アキちゃんがさす傘の表面に当たる雨の音が、バラバラと耳に届く。


その響きにまぎれるような車の排気音に、目を見ひらく。


白いヘッドライトが雨筋を浮かび上がらせながら、我が家の前を通過して、隣の家の敷地に入った。


エンジンが止まる。


ドキリ、とした。


人に、見られる。


わたしは押し返すのを諦めて、アキちゃんの肩を、肘を曲げたままのこぶしで、ドンドンと叩いた。

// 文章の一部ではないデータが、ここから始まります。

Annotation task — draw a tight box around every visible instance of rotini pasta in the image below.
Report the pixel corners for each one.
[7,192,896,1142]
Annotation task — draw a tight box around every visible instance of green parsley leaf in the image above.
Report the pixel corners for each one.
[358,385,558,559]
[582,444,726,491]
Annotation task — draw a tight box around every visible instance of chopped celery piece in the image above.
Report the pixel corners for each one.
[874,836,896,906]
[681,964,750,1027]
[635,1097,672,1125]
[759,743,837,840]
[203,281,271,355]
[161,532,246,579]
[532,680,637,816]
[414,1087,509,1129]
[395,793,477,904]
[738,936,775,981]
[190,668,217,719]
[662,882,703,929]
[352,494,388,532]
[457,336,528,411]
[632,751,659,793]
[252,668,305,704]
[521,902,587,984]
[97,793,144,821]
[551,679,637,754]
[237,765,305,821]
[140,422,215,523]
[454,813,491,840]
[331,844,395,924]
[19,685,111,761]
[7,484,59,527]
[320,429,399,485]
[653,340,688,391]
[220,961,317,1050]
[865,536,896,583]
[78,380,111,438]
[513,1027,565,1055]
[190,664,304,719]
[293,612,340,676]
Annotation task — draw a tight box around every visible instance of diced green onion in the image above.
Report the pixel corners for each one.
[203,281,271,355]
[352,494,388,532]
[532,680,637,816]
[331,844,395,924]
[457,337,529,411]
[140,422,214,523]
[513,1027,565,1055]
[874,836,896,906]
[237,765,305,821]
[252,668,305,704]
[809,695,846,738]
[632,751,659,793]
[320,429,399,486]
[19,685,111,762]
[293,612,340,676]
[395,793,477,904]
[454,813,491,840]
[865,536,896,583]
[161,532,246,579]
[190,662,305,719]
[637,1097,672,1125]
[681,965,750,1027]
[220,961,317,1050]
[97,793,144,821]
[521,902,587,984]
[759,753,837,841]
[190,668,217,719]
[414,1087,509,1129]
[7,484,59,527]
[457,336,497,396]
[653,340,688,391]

目を閉じているとはいえ、アキちゃんだって物音には気づいているはずだ。


もし、隣人にこんなところを見られたら。


こんな田舎では、わたしたちの噂などたちまち広がる。


おもしろおかしく語られて、好奇の目にさらされて、きっとここにはいられなくなる。


そんなことになったら、せっかく苦労してマイホームを建てた父と、そんな父のところに来てくれたお母さんに申し訳がない。


わたし自身の仕事はもちろんのこと、アキちゃんのミュージシャン人生だって、もろく崩れ去る。

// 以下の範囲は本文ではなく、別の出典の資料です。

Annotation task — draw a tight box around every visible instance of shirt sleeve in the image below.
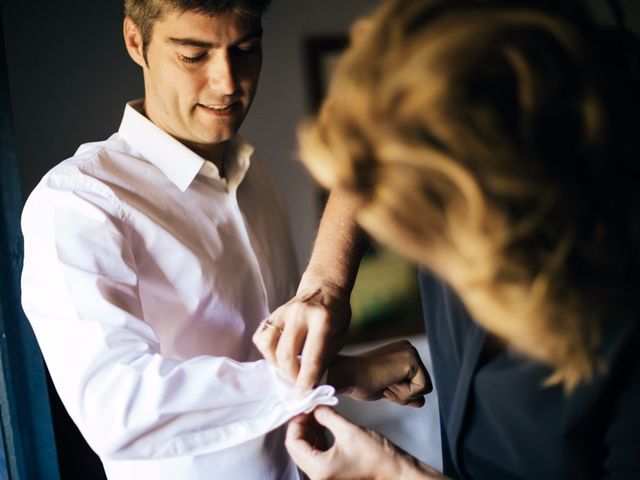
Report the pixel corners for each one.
[22,175,337,460]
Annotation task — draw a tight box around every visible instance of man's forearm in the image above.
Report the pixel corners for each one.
[298,190,369,295]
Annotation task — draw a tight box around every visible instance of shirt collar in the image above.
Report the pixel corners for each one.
[118,99,253,192]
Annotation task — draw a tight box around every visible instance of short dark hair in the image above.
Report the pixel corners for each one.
[124,0,271,61]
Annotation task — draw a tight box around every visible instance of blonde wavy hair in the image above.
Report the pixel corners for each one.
[299,0,639,391]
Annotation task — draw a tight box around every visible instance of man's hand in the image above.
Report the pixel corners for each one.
[253,282,351,392]
[285,406,446,480]
[327,340,433,407]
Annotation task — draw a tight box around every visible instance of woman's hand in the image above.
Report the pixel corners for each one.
[327,340,433,407]
[285,406,446,480]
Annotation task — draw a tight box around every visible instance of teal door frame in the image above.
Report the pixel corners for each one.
[0,5,60,480]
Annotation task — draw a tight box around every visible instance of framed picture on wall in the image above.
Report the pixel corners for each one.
[304,34,424,343]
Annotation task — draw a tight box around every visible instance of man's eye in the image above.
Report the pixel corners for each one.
[235,43,260,53]
[179,53,207,63]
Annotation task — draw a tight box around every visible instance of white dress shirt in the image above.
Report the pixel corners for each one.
[22,101,336,480]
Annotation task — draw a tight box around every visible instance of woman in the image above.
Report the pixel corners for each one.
[287,0,640,479]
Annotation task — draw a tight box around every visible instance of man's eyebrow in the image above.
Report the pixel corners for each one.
[169,28,262,49]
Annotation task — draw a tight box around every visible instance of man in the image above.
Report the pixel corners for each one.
[22,0,428,479]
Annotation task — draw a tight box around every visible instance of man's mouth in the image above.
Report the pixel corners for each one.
[198,102,238,117]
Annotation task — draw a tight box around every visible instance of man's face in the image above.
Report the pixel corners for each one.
[143,11,262,151]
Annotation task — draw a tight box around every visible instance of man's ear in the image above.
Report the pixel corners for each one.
[122,17,147,68]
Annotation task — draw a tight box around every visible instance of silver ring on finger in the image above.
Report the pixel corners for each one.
[260,317,282,335]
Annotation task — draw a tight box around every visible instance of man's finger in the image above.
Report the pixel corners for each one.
[275,321,307,382]
[408,357,433,395]
[296,312,330,393]
[285,415,323,472]
[252,317,282,363]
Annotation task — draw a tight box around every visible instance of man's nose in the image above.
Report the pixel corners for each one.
[209,49,237,95]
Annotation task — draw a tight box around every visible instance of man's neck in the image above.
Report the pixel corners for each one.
[178,139,228,177]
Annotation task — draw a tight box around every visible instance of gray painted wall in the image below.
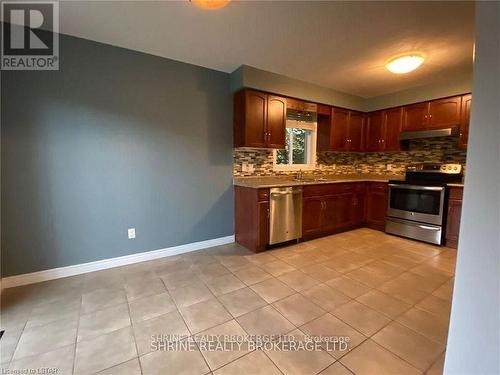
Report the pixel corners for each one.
[231,65,472,112]
[445,1,500,374]
[1,36,234,277]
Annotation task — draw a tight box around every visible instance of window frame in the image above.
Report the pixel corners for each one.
[273,119,318,171]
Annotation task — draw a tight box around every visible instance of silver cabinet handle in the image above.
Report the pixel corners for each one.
[389,184,444,191]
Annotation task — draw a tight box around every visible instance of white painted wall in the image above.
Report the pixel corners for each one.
[445,1,500,374]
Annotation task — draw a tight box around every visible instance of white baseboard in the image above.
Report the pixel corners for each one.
[1,235,234,289]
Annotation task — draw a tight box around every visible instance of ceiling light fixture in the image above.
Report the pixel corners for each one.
[385,55,424,74]
[189,0,231,10]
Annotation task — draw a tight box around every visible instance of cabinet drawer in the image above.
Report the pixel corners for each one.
[257,189,269,202]
[450,187,464,201]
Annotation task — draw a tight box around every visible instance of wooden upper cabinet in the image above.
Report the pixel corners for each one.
[403,102,429,131]
[427,96,462,129]
[233,90,287,148]
[347,111,365,151]
[330,108,349,151]
[458,94,472,148]
[267,95,286,148]
[366,111,384,151]
[382,108,403,151]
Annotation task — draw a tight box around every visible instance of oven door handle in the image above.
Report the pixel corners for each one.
[389,184,444,191]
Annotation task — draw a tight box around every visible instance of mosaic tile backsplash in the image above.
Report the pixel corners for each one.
[233,137,466,177]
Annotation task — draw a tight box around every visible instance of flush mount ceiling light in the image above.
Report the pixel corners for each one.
[385,55,424,74]
[189,0,231,10]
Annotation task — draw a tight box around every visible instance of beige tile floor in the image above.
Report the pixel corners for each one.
[0,229,456,375]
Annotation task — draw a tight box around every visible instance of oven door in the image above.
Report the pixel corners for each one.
[387,184,445,225]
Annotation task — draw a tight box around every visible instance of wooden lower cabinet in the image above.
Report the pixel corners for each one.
[365,182,387,231]
[445,187,463,249]
[302,197,324,236]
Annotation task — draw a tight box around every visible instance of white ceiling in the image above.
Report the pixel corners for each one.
[56,0,474,98]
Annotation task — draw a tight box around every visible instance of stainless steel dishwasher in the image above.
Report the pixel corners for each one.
[269,187,302,245]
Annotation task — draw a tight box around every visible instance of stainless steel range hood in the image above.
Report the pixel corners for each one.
[399,128,459,141]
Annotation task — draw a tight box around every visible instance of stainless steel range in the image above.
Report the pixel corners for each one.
[385,163,463,245]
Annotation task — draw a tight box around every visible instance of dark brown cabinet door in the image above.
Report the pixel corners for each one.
[458,95,472,148]
[267,95,286,148]
[325,193,354,230]
[352,193,365,225]
[403,102,429,131]
[302,197,324,236]
[348,112,365,151]
[242,90,267,147]
[428,96,462,129]
[382,108,403,151]
[257,202,269,248]
[331,108,349,151]
[365,183,387,230]
[446,199,462,248]
[366,111,384,151]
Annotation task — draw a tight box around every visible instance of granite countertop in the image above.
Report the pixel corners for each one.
[234,174,404,189]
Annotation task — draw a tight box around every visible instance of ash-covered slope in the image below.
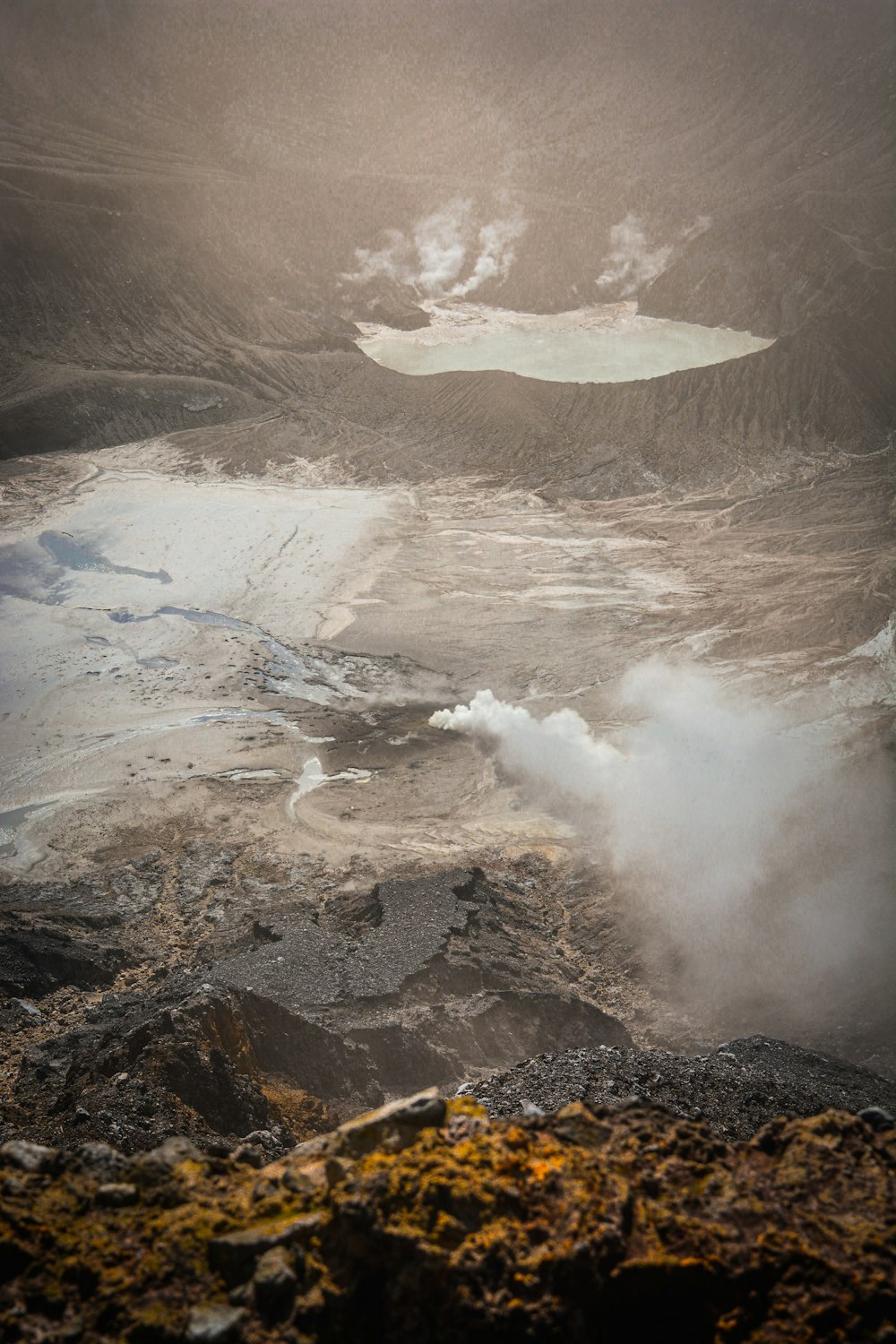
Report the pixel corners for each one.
[0,0,892,484]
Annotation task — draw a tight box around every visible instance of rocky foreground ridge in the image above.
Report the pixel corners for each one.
[0,1089,896,1344]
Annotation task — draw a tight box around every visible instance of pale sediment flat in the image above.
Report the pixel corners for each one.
[0,451,401,860]
[358,304,774,383]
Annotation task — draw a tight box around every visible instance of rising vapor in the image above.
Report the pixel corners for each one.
[430,663,892,1021]
[597,214,711,298]
[342,196,527,298]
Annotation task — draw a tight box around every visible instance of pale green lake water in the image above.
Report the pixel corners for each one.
[358,317,772,383]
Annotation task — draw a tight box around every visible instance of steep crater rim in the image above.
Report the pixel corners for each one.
[356,300,774,383]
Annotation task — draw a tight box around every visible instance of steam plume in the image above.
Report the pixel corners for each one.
[430,663,892,1021]
[597,214,711,298]
[342,196,527,298]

けれどアキちゃんは手を離すどころか、ますます力を込めて、舌もさらに奥へと押し込んでくる。


ドアの開閉音がした。


わたしは叩くのをやめて、ギュッとアキちゃんのマフラーを握った。


呪縛から逃れるように、肘を突っ張って、背筋をそらす。


その瞬間、腰から下の力がカクンと抜けた。


突然の激しい愛撫に、あらがいながらも、魂を根こそぎ持っていかれてしまっていたようだ。


両足も震えて、体を支えられない。


でも、はずみで、唇が離れた。


わたしからも、アキちゃんからも、思わず吐息が漏れる。


真っ白い息が重なって宙に溶ける。


勾配がついて、完全に離れる寸前、アキちゃんの液体がわたしの中にしたたり落ちた。


ようやくアキちゃんの手が離れて、わたしは地べたに両膝をついた。





雨のせいか、それとも夜も遅くそこに人がいるとは思わなかったのか、隣人はわたしたちには気づかずに、家の中へと入っていった。


安堵する一方で、アキちゃんの行動の真意が見えず、わたしはただ息づかいも荒く、アキちゃんを見上げた。


アキちゃんの今まで見たことのない冷ややかな目が、頼りない外灯の明かりに照らされる。


やがてふいっと目をそらすと、わたしを追い越し、傘をたたみ、コートのポケットに入っていた合鍵で施錠を解き、中に入った。


背後で、叩きつけるように扉が閉まる。





何?これ。





横から吹き込んでくる雨に髪を濡らしながら、わたしはしばらくその場に立ち上がれないでいた。